Jubilee succeeded in simplifying a complex issue into a cause regular folks could get passionate about: The debt payments to rich countries that gobble up large portions of poor countries' budgets, making improvements for their people nearly impossible, must be eliminated. Evangelicals across the political spectrum joined the Jubilee 2000 movement with zeal—we're Christians, and forgiving debt is what Christians do, right? That one of the world's first Internet-driven grassroots movements (begun in 1996) had a biblically derived name, based on the jubilee-year freedom and restoration decrees of Leviticus 25, didn't hurt.

Then there was the exhilaration of slinging stones at the giant of international financial institutions. Whereas these institutions had scheduled debt relief for only four countries by the end of 2000, Jubilee succeeded in winning relief pledges for 22 nations, 11 of which held cash savings in hand as a result by the end of 2000.
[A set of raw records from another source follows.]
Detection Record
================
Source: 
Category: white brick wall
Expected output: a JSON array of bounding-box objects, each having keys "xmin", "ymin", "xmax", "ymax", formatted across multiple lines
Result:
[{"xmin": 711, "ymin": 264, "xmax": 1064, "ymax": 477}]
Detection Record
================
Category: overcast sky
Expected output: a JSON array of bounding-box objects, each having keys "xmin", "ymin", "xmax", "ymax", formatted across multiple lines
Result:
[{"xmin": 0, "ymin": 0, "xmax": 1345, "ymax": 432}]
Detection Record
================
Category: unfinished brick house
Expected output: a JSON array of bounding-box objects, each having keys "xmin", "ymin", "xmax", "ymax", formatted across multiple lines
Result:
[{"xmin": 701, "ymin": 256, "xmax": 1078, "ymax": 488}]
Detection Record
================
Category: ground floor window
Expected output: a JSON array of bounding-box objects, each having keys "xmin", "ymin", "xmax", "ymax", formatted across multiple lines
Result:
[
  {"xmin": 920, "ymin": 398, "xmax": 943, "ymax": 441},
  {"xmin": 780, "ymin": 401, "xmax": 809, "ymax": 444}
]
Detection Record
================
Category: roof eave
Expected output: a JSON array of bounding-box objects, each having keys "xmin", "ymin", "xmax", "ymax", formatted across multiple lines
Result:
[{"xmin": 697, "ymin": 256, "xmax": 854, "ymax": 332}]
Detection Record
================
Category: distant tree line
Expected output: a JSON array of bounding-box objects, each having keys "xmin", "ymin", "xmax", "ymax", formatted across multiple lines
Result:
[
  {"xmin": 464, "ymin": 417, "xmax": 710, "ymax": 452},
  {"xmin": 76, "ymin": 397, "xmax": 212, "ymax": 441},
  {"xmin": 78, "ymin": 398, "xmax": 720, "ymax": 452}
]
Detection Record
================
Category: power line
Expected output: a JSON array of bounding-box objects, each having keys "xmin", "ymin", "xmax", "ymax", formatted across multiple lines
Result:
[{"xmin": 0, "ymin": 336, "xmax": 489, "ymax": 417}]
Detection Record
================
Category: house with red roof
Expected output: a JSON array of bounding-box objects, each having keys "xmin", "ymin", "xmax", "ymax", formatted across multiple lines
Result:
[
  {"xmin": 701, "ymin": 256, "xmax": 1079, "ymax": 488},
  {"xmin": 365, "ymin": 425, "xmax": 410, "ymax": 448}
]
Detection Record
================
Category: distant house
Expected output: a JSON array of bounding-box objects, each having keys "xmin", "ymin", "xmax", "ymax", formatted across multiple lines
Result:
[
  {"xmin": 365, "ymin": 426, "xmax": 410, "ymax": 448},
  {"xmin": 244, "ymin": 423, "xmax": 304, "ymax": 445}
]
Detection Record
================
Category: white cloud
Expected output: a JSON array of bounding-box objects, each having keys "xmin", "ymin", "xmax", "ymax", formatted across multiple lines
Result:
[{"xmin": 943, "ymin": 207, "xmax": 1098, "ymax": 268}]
Like the detailed economic instructions of Leviticus 25, however, Jubilee's initial success has posed some knotty socioeconomic dilemmas. Under what conditions debt relief is to be granted, and whether Jubilee's new goals are in the best long-term interests of the poor, are questions begging more than a simplistic reading of the Bible and anti-globalization Web sites (but see www.oneworld.org and www.debtchannel.org for strong, if one-sided, arguments against ...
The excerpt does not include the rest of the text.